Buying clothes in Mexico can be hit-or-miss, and the sizing system is different to the US or Canada. I’ve therefore always made it a habit to stock up on replacement clothing during visits back to Toronto, looking for familiar outlets and familiar brands. But, not having been back for 15 months, I’m starting to notice extra wear and tear. A couple of other socks have passed the state of easy repair, one or two shirts are fraying at the cuffs, and a few stains on paler items of clothing won’t wash out.
Such are the horrors of international quarantine.
A further problem with replacing stuff locally is that our town of Tepoztlan has very limited shopping options for clothes. I’ll need to go to the nearby cities of Cuautla or Cuernavaca, which entails being on buses for up to an hour each way, then being in a place with a large number of people. Some major stores are partly closed, and a friend told me the Cuernavaca Walmart was recently not letting people wander the clothing aisles, where many potentially infected fingers might touch the same item.
Ordering clothes online makes me nervous, since I’ve never found collar or shoe sizes (for example) are precisely the same, brand to brand. Getting delivery here would require prolonged waiting for a driver to find my house in a village without street signs. And I need to try an item before I feel okay buying it. I don’t want to have to send stuff back, and re-order it.
After a year of the pandemic, I’m starting to find many things are getting on my nerves that formerly, I’d have let go by me, at least for a time. Having fresh clothing is a sign things are still basically in order: having frayed or stained khakis indicates they aren’t.
Forget, then, the statistics about virus caseloads, or stories about delays in delivering vaccines. I’m not even that concerned that Mexico’s President has Covid-19 himself. I’m facing a sartorial crisis.

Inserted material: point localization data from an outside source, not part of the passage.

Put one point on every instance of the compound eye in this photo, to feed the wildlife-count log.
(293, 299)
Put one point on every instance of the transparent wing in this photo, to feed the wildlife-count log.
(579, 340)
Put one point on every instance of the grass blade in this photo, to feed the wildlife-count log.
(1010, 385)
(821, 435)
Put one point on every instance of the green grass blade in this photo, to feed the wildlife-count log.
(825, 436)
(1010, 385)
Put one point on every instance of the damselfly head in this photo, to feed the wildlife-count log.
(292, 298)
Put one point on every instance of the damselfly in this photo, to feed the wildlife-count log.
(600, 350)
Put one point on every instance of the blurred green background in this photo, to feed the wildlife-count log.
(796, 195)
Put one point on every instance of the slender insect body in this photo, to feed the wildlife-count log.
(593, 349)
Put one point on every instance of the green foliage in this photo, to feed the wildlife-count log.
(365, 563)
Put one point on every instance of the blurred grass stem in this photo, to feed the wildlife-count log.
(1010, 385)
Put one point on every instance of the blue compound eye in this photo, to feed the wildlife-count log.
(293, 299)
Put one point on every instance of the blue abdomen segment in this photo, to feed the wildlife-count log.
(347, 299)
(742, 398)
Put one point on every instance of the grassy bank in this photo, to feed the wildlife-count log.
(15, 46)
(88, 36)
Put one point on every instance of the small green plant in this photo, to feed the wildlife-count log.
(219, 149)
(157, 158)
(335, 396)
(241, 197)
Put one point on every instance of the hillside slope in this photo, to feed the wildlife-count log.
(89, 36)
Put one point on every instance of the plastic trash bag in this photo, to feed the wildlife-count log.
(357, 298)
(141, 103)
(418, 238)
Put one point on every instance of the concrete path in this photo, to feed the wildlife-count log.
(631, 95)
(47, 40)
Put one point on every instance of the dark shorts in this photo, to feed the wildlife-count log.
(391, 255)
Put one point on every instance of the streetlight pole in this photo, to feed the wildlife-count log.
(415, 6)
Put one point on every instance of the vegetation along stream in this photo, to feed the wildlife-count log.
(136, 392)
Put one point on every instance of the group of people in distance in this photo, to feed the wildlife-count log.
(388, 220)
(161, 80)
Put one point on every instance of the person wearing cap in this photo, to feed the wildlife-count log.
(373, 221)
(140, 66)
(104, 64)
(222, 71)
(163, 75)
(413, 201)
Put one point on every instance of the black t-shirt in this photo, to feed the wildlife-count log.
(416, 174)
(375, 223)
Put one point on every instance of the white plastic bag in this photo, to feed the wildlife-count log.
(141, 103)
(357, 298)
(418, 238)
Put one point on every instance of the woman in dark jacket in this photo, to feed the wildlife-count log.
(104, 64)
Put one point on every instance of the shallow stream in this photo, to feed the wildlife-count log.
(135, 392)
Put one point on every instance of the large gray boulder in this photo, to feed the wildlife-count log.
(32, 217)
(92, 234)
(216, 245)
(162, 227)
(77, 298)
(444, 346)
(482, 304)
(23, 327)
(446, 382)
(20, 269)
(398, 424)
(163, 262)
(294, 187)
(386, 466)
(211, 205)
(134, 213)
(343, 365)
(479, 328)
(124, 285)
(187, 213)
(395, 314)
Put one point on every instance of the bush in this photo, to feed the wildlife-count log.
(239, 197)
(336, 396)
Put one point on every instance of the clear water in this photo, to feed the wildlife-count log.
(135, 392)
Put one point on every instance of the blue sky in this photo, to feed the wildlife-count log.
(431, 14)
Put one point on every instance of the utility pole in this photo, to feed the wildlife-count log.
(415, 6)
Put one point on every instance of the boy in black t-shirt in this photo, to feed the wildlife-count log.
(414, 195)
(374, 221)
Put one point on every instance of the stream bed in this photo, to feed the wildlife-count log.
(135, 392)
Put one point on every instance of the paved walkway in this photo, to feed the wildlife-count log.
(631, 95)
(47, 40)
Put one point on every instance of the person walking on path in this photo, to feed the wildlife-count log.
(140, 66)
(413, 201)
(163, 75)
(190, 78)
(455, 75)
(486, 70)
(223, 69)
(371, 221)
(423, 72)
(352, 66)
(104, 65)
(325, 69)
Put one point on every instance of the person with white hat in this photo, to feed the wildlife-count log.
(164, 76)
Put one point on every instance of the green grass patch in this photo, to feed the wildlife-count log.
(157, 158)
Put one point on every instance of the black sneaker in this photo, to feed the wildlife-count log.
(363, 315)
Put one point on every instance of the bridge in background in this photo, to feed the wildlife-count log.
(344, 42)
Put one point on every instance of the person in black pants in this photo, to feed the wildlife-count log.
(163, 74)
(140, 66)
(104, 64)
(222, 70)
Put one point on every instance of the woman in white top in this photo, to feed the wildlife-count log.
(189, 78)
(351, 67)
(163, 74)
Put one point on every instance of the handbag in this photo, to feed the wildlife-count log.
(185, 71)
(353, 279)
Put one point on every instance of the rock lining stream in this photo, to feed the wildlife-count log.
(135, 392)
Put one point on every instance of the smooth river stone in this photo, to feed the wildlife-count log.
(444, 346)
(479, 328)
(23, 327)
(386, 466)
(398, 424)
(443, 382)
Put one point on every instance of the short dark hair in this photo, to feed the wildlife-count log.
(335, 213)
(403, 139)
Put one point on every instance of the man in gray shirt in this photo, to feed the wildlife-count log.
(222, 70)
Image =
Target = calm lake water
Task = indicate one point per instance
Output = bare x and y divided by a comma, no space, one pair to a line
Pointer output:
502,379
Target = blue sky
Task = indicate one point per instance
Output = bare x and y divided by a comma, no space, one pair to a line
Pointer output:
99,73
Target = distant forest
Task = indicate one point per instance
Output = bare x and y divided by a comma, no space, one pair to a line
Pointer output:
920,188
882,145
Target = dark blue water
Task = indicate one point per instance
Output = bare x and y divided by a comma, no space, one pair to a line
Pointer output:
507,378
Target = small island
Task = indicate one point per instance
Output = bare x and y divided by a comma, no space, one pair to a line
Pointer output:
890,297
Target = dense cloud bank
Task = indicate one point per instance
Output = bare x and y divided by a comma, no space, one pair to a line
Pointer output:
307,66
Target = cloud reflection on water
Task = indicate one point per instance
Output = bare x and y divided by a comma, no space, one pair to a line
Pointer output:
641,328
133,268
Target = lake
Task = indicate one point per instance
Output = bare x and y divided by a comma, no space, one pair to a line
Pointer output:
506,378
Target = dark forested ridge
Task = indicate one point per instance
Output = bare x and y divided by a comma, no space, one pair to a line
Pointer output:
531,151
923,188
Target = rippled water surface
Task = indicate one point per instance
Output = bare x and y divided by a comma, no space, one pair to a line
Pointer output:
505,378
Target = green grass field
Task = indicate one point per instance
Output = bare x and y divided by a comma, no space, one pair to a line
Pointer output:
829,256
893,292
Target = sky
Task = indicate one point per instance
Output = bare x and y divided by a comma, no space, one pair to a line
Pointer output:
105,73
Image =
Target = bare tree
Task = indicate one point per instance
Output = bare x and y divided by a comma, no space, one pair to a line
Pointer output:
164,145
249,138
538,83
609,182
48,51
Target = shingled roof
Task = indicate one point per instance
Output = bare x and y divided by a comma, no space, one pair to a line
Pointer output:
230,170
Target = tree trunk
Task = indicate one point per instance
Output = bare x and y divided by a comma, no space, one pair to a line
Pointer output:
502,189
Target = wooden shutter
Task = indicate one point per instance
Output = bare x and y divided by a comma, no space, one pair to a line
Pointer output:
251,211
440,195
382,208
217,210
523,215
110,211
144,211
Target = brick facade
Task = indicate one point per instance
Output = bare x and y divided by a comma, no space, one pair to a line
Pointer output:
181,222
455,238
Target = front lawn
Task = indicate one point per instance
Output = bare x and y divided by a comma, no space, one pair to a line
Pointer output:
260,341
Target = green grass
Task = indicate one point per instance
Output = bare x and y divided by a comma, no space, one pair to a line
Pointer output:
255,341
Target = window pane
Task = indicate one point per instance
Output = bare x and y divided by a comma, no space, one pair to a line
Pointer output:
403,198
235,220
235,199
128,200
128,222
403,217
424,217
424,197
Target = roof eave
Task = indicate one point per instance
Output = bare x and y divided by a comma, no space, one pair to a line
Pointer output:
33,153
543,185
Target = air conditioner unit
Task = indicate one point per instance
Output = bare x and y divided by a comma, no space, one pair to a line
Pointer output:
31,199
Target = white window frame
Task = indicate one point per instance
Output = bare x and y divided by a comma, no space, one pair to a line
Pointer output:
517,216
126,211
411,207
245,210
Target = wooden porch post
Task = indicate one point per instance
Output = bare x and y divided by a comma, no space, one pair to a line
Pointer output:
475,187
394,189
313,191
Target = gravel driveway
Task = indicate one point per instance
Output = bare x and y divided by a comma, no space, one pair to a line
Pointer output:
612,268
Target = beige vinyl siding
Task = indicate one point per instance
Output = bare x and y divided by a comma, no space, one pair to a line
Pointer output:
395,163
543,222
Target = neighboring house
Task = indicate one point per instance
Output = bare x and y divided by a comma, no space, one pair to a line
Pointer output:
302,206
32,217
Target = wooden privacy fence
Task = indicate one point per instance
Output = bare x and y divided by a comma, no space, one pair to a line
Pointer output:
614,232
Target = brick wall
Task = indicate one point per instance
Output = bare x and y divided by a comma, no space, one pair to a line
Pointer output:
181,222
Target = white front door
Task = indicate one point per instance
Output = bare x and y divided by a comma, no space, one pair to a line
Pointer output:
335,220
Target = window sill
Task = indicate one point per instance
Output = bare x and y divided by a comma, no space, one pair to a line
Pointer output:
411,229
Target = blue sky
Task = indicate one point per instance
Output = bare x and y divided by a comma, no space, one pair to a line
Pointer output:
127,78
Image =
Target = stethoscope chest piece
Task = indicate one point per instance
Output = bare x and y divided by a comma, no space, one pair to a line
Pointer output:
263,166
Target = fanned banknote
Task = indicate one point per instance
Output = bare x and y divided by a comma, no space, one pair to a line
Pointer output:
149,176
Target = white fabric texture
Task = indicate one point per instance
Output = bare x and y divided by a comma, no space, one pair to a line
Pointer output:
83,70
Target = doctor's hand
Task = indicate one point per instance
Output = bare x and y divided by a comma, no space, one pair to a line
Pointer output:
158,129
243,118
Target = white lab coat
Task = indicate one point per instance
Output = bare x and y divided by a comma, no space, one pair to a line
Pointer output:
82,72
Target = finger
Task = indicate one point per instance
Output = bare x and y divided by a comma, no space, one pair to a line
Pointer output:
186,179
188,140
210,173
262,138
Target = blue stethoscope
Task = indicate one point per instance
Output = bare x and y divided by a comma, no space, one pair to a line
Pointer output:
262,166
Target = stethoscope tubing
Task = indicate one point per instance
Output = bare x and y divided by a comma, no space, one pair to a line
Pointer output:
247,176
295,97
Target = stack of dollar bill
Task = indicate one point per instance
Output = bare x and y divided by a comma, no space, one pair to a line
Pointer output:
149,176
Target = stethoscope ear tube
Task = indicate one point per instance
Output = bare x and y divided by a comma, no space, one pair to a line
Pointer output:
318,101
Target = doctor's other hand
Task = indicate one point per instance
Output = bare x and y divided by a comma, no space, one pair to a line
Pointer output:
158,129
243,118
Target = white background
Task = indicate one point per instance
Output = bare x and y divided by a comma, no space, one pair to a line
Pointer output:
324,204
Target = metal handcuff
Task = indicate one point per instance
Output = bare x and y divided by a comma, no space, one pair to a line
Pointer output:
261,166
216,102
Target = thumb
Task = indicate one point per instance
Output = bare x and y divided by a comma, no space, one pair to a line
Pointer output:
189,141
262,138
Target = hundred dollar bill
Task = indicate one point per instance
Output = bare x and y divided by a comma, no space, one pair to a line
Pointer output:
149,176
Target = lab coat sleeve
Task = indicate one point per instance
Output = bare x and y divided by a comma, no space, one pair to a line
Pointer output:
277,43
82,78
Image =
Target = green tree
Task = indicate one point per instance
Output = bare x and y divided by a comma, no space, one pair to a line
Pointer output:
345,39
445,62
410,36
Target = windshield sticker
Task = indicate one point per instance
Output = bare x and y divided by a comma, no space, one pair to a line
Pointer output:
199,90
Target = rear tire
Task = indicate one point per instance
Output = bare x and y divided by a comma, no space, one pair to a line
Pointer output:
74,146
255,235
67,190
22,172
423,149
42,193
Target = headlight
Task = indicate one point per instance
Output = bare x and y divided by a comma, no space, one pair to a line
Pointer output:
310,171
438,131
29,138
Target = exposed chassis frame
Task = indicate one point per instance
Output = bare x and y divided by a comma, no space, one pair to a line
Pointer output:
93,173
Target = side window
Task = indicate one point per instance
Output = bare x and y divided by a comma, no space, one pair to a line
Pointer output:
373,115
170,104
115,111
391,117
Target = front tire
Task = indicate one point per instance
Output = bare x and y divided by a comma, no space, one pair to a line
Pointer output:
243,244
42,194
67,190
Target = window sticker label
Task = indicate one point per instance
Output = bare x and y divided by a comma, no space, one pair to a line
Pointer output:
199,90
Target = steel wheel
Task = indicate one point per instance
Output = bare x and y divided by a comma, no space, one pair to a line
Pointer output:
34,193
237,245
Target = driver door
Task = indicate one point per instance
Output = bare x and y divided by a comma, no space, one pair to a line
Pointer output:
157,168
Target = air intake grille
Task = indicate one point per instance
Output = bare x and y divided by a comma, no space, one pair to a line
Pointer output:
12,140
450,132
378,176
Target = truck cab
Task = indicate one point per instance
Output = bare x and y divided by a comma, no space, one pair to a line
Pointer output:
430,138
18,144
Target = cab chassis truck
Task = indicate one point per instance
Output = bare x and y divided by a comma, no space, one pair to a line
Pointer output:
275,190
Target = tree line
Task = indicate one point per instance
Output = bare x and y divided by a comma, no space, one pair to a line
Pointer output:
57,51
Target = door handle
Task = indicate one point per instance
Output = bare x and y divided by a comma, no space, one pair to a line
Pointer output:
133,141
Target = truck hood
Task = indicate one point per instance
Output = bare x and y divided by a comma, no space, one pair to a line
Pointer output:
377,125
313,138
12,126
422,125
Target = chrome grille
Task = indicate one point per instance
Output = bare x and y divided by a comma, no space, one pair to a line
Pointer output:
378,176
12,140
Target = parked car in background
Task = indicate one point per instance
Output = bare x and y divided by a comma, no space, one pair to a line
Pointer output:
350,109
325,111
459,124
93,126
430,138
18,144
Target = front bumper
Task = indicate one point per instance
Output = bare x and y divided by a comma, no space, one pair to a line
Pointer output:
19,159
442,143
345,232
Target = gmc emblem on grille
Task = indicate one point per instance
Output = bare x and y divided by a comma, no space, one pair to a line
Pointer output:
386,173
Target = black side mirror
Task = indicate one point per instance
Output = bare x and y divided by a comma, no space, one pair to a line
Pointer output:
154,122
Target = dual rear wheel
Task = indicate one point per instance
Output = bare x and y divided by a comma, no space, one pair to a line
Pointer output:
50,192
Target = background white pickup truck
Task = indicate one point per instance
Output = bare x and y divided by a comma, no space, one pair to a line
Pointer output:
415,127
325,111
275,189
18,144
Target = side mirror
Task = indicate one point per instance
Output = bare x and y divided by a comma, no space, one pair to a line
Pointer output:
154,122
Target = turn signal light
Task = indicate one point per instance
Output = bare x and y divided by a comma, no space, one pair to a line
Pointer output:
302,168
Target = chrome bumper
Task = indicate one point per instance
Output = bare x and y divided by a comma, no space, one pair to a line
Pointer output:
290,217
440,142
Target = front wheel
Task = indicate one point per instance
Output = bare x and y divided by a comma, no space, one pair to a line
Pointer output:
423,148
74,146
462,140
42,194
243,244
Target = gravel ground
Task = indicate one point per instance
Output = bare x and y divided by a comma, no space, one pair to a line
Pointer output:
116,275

I’ve occasionally been teased about wearing long-sleeves as opposed to tee-shirts, which are the local expat uniform. But I burn in the sun if I wear short sleeves, and a year or two back I needed a suspicious grey blotch taken off by a dermatologist that was, she assured me, a result of sun-damage. I end up looking oddly like many local older men, who still wear long-sleeved shirts, and this doesn’t hurt my acceptability in this rather closed community.
So, soon, I imagine, I’ll have to smother myself in my best KN-95 mask, board one of those buses, and go hose-hunting in one of those other cities. I’ll daringly risk acquiring a shirt bearing a hitherto unknown Asian label, or perhaps a pair of jeans. And back home, I’ll congratulate myself on my daring and practicality.
And if the socks and pants don’t last very long, I’ll have to console myself that it’s like my parents’ long-ago life in wartime. Sometimes, in times of prolonged crisis, you just have to settle for sub-standard threads.